The current API that returns the contents along with offsets could (and probably should) still be included as a convenience for performing regex on contiguous slices. But the "raw" or "low level" API would only yield byte offsets, allowing for a wider range of use-cases.

Layered API

I'm imagining there would be three "layers" to the API, of increasing levels of convenience and decreasing levels of flexibility:

1. Feed chunks of bytes manually, handling matches as we go

let re = Regex::new("...");
let mut matcher = re::streaming_matcher();

for match in matcher.consume("Some bytes from a larger stream of data that") {
    my_data_source.do_something(match.start(), match.end());
    // Note: there is no match.as_str() for this API.
}

for match in matcher.consume(" we don't know how much there might be in total.") {
    // ...
}

2. Give regex an iterator that yields bytes

let re = Regex::new("...");

for match in re::find_iter_from_bytes_iter("Non-contiguous bytes that can be iterated over.".bytes()) {
    // Again, only match.start() and match.end() for this API.
    // ...
}

3. Give regex a slice, just like the current API

let re = Regex::new("...");

for match in re.find_iter("A directly passed slice of data.") {
    match.as_str(); // In this API you can get the str slice of the match.
    // ...
}

I'm of course not suggesting naming schemes here, or even the precise way that these API's should work.

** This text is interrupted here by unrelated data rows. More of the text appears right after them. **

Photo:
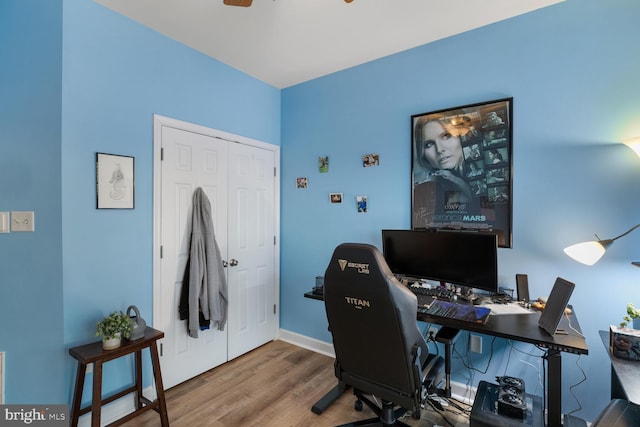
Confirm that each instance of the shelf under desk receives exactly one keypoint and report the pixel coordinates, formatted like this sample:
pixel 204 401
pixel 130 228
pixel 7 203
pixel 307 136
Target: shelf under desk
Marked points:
pixel 625 375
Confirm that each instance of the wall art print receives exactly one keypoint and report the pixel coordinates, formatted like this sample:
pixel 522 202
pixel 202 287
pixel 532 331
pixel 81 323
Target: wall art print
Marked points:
pixel 114 181
pixel 461 175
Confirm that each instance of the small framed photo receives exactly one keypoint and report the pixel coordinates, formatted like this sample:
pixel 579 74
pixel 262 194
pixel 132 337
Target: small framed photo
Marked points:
pixel 361 203
pixel 114 181
pixel 335 197
pixel 302 182
pixel 323 164
pixel 369 160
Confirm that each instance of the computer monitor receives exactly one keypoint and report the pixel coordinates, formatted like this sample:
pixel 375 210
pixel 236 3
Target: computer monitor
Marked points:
pixel 461 258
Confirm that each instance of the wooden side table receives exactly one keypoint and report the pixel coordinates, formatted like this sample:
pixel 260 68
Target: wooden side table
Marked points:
pixel 93 353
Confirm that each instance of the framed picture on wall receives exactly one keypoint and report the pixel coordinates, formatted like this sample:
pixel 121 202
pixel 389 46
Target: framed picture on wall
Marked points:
pixel 462 169
pixel 114 181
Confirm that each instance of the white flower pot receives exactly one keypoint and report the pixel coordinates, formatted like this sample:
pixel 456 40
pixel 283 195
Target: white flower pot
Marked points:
pixel 111 343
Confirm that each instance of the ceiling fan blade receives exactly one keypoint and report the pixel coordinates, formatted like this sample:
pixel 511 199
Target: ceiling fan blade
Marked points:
pixel 243 3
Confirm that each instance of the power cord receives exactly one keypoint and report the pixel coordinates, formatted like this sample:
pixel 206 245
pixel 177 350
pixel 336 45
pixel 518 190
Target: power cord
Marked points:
pixel 584 378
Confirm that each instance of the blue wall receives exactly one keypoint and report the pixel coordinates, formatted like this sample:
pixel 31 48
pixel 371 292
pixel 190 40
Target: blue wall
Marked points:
pixel 116 75
pixel 78 79
pixel 572 70
pixel 31 328
pixel 84 79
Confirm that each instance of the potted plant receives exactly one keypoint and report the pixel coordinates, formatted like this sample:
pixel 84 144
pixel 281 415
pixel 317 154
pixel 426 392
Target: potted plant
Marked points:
pixel 113 328
pixel 632 314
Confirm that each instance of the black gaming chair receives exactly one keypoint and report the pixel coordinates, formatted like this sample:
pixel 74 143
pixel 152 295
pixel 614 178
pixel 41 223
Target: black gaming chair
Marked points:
pixel 379 348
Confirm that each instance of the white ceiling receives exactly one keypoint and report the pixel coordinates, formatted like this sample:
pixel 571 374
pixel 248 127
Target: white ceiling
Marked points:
pixel 285 42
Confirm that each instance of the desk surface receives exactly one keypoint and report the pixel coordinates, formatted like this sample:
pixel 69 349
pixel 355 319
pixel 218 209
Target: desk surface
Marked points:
pixel 518 327
pixel 93 352
pixel 524 328
pixel 627 371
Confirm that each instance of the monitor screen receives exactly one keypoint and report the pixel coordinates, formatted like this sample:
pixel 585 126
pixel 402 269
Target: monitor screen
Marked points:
pixel 460 258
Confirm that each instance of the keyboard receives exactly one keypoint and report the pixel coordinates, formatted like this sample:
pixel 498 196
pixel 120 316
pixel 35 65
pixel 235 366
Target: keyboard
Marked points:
pixel 438 292
pixel 437 302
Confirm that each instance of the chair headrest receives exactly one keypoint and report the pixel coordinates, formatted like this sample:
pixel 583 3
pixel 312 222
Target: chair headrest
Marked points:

I'm just trying to illustrate the idea. :-)

Note that API 2 above addresses my use-case just fine. But API 1 provides even more flexibility for other use-cases.

Things this doesn't address

BurntSushi noted the following in the previous discussion (referencing Go's streaming regex support):

The most interesting bit there is that the regexp functions on readers finds precisely one match and returns byte indices into that stream. In the Go world, if I wanted to use that and actually retrieve the text, I'd write my own "middleware" reader to save text as its being read. Then I could use that after the first match to grab the matched text. Then reset the "middleware" reader and start searching again.

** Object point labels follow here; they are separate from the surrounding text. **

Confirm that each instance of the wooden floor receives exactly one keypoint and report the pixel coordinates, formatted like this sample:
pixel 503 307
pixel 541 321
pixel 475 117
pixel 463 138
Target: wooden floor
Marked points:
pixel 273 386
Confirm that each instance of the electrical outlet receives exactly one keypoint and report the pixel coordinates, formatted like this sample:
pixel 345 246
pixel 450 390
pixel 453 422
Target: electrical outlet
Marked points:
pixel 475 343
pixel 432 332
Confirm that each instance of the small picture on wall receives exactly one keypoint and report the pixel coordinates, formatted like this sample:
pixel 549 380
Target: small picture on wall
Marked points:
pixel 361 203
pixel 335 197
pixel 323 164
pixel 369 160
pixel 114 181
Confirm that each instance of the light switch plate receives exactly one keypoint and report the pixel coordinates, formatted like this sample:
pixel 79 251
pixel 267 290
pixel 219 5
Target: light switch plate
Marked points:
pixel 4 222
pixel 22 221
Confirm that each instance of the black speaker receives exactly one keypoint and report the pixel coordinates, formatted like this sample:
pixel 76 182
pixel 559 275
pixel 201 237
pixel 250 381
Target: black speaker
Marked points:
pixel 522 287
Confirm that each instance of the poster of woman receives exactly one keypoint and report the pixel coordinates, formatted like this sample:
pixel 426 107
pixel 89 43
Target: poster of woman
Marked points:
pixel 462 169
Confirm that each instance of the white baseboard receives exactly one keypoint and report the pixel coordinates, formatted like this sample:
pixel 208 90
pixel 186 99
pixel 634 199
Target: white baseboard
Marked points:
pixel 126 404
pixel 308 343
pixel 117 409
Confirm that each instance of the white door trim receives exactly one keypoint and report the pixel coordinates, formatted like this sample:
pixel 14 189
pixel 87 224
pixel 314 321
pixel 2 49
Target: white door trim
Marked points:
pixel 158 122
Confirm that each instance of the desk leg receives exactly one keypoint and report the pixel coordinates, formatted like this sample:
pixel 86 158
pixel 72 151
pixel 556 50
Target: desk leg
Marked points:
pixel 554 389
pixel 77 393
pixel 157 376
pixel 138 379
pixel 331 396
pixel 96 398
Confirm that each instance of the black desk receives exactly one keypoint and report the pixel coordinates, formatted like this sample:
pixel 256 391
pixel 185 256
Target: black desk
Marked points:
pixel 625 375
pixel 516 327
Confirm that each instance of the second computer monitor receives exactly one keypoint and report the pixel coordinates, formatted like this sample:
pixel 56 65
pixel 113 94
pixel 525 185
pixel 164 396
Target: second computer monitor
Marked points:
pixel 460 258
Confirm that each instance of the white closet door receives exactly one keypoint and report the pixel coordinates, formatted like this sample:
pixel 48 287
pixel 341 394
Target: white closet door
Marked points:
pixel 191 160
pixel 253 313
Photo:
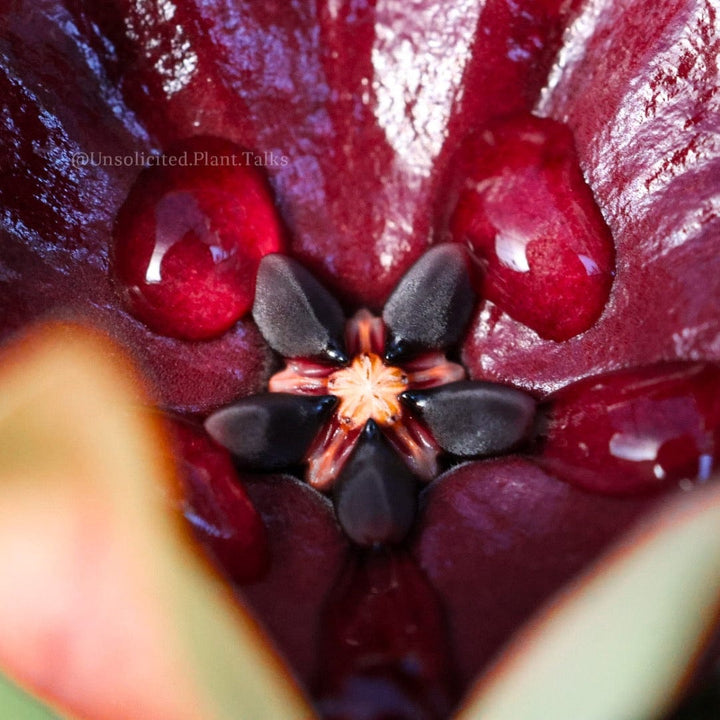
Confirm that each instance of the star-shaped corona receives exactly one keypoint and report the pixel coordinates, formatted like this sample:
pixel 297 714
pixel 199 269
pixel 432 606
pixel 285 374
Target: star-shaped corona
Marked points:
pixel 369 405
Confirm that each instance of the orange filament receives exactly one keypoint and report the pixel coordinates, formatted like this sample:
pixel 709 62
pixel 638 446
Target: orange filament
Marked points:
pixel 368 389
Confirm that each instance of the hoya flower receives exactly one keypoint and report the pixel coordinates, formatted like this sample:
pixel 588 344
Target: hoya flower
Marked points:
pixel 570 147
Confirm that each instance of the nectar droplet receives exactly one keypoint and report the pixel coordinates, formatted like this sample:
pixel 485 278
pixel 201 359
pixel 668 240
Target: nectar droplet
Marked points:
pixel 190 236
pixel 635 431
pixel 530 220
pixel 215 505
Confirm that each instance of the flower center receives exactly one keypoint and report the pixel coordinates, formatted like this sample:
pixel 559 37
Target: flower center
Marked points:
pixel 368 389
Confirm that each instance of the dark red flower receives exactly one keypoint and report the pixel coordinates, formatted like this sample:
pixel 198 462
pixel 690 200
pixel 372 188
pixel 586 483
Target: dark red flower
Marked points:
pixel 370 103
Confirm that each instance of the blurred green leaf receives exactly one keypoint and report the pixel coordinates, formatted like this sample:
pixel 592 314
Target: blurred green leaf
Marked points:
pixel 617 646
pixel 16 704
pixel 108 605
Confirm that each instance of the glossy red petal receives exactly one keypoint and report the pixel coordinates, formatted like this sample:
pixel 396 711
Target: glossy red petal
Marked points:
pixel 546 255
pixel 637 83
pixel 356 98
pixel 498 538
pixel 57 218
pixel 636 430
pixel 189 238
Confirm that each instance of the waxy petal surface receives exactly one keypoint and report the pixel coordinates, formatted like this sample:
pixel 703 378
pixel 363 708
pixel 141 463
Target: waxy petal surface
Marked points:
pixel 638 84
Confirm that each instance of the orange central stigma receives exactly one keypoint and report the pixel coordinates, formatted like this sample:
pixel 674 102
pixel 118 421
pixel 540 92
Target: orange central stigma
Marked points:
pixel 368 389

The problem with that approach: what if there's never a match? You'd end up piling the whole stream into memory (likely defeating the purpose of using a stream).

This proposal doesn't solve that problem, but rather side-steps it, making it the responsibility of the client code to decide how to handle it (or not). Practically speaking, this isn't actually an API problem but rather is a fundamental problem with unbounded streaming searches.

IMO, it doesn't make sense to keep this functionality out of the the regex crate because of this issue, because the issue is by its nature outside of the regex crate. The important thing is to design the API such that people can implement their own domain-specific solutions in the client code.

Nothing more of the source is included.